A che cosa si riferisce quando parla di un intervento umanitario della comunità internazionale in Siria?

 

Mi riferisco alla proposta dell’inviato dell’Onu, Lakhdar Brahimi, che punta a creare forze di stabilizzazione sul terreno che possano aiutare le persone più in difficoltà. Non ho in mente quindi un’azione militare come quella in Libia. Sono inoltre necessarie forme di aiuto ai rifugiati: dobbiamo venire incontro al Libano, alla Giordania ma soprattutto alla Turchia. Questi tre Paesi stanno facendo fronte a dei flussi di rifugiati assolutamente enormi, e finora è mancato un piano strategico per venire loro incontro.

 

Sabato a Roma lei si è incontrato anche con gli attivisti siriani. Che cosa è emerso?

 

E’ emerso qualcosa di molto bello. Gli attivisti siriani hanno incontrato in mia presenza una personalità eminente del Vaticano e c’è stato un confronto sul diritto dei cristiani e sull’importanza che loro attribuiscono al fatto che i cristiani esercitino un ruolo nella società siriana fin da ora, e soprattutto dopo la liberazione.
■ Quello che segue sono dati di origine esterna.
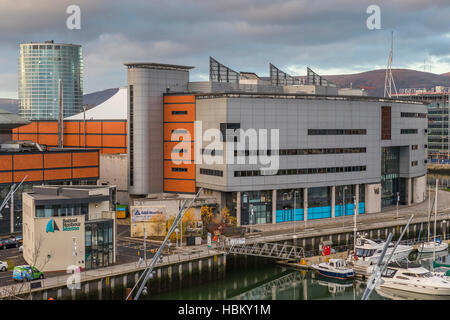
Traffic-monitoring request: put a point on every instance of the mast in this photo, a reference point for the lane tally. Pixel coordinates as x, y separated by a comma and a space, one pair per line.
429, 213
435, 214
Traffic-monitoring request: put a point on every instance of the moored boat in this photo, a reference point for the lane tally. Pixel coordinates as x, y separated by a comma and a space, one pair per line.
334, 268
413, 278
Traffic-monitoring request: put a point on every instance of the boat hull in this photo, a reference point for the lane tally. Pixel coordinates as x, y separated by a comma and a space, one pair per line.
336, 275
430, 248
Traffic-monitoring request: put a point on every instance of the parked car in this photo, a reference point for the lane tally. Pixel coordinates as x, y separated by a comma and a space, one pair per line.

Abbiamo avuto un messaggio rassicurante che i sunniti, gli alawiti e coloro che vinceranno non sottometteranno e non espelleranno le comunità cristiane, anzi le considereranno innanzitutto siriane.

 

In Siria sono in corso delle violazioni dei diritti dei cristiani?

 

Vi sono state delle aggressioni da parte del regime, addirittura con delle torture nei confronti dei cristiani, ancora più dure di quelle riservate ai musulmani. Ciò con l’obiettivo di infierire sui cristiani e sperare che la comunità cristiana si mobilitasse per mantenere lo status quo. Ciò non è avvenuto e non avverrà mai.

 

Anche le forze ribelli attaccano le comunità cristiane?